# getting bored with my hair.. :)



## ilovexnerdsx (Aug 29, 2006)

soooo... here's a picture of me and my hair now, it's a dark auburn...







and here's a rough estimate of the color i think i want to dye it now...







now, see, i've dyed my hair from pink to turquoise to black to orange to blonde to red to blahblahblah ive dyed my hair almost EVERYTHING. but i didn't start getting into makeup until my hair was this color (i think) and i'm afraid if i go for bright orange, it'll throw off my makeup.

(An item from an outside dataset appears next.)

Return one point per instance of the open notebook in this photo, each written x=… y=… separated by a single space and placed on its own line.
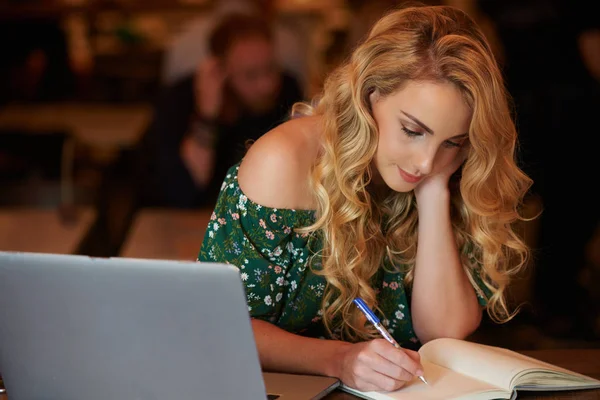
x=457 y=369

or should i just re-dye it auburn, but with a bit more red this time...? everytime i think i've decided on which one, i want to go for the other one :/

this is maybe what i'm thinking when i say 'with more red'




(yes i have a girlcrush on kari byron, sue me 
	

	
	
		
		

		
		
	


	




)

so what do you guys think?


----------



## JJones (Aug 29, 2006)

-


----------



## Jaim (Sep 1, 2006)

Mythbusters! Ha ha. 

Dye your hair any color you want, don't worry about makeup. 
	

	
	
		
		

		
		
	


	




 I freakin love red hair!!


----------



## Dreamergirl3 (Sep 1, 2006)

i think a color like Kari's would look fantastic on you! I say go for it


----------